I barely hear the blow of the pistol over the sounds of the workshop, but the strong, acrid scent of sulphur punctures the air. I whip my head to the man, who is now lying on the floor, grunting in anguish.

The other man sets off running while bullets fly. Kennith and Peter chase him around the corner, but I’m still silently approaching the fallen Dreamwalker. There’s red oozing from his neck. A gargle of blood bubbles on his lips, and his violet eyes whirl in their sockets. He coughs and splutters. He’s worse than any animal that I’ve euthanised, but even when he begs for me to shoot him, I can’t. The pistol trembles in my hand, tauntingly.

Boom.

Blood and brain explode in my face. The gunshot rings in my ears. I turn towards where the shot was fired and see Kennith glaring at me, his pistol smoking with gunpowder.

“Come on,” he shouts. “This way.”

I cut through the workshop, wiping my face with my shirt. I look down at the smears of red and the pistol in my hand.

Peter’s bellowing snaps me into focus. He’s pointing to a hatch door, another Dreamwalker lays at his feet, lifeless and still. “Down here.”

“I’ll keep watch,” Peter informs.

Kennith and I take turns climbing down the hatch and into a damp basement. It’s dark and ice-cold.

“Austin!” I roar.

There’s a rattle of chains, a scrape of metal. Blindly, I follow the sounds.

“Harlow?” he squeaks. My brother’s voice, as if he’s a boy once again, but my brother, nonetheless.

I am on my knees, groping the cold floor until my hand grabs something firm. A leg.

I follow the length of his leg, towards his torso, his shoulder, and his wet face. “Austin,” I breathe, relief coursing through my veins. “I’ve found him,” I yell.

Austin breaks into sobs. Kennith approaches with a candle, and it is then that I see the state of him. The wetness on his face is blood, both dried and fresh. His face is swollen and barely recognisable. He’s laid in his urine, and the shackles have bit into his ankles and wrists so deep that they’ll likely leave scars for life. But I’ll take scars over death. We have him. We have him.

“We need to break these bonds, and get him out of here,” I say.

Kennith is quiet next to me. His gaze focuses on Austin. “You know, if it wasn’t for your brother, Austin, we might never have found you.”

There’s a change in the air. The shift in Kennith’s tone twists at my stomach.

“I had my suspicions, and even gave you a chance to redeem yourself—tried to get you to see sense.”

The portraits flash into my mind’s eye. The information Kennith divulged pulses in my head.

“What’s going on?” Austin asks, the dryness of his throat telling with each stiff word.

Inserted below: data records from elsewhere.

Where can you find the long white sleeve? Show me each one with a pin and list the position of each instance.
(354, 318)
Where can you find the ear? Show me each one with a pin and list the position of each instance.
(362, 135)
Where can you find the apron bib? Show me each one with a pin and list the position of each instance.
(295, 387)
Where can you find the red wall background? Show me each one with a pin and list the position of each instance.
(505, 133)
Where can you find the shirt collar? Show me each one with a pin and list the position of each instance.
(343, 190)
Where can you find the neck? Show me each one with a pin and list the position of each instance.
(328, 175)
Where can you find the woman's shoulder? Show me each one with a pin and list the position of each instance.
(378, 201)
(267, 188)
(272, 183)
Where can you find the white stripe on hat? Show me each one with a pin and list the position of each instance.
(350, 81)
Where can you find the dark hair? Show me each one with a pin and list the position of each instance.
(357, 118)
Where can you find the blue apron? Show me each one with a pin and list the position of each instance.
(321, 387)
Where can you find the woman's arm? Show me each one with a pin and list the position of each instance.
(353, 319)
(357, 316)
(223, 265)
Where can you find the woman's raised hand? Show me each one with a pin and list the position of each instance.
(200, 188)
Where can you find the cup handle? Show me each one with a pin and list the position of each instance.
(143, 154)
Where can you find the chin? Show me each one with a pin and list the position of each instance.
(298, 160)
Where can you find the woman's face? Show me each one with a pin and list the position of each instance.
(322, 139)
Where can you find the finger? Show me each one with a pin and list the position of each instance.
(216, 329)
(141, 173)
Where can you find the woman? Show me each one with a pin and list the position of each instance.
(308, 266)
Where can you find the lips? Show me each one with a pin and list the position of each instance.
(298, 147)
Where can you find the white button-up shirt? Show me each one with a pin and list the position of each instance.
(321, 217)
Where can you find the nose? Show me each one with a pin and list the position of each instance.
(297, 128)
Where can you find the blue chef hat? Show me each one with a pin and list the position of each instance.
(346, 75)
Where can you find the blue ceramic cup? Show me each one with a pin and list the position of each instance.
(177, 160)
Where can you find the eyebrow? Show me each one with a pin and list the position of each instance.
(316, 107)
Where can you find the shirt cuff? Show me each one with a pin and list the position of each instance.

Kennith ignores him and carries on berating me. “But when I saw you just now, unable to find it in yourself to kill a Dreamwalker that may harbour your own brother.” Kennith spits on the ground, and my vision turns dizzy. “I knew you were changed. Either your mind has been altered boy, or you’ve grown weak for their kind. Whatever the reason, it doesn’t matter.”

Click.

Hard metal claps my wrists. I snap my head and see Peter behind me, handcuffs around my hands. Painfully, I try and fail to pull free. “What are you doing?”

“If you’re not with us, you’re against us,” Kennith mocks in my ear, saliva dribbles down my lobe. “It’s the slammer for you, boy.”

Peter howls. “Poor Frederick gains a son, only to lose one.”

Austin strikes the metal chains against stone. Over and over. “No, Harlow would never turn on his own. Please, you’ve got it wrong.”

“We’ll let the Queen be the judge of that,” Kennith retorts and then a searing jolt punches my jaw and blackness descends.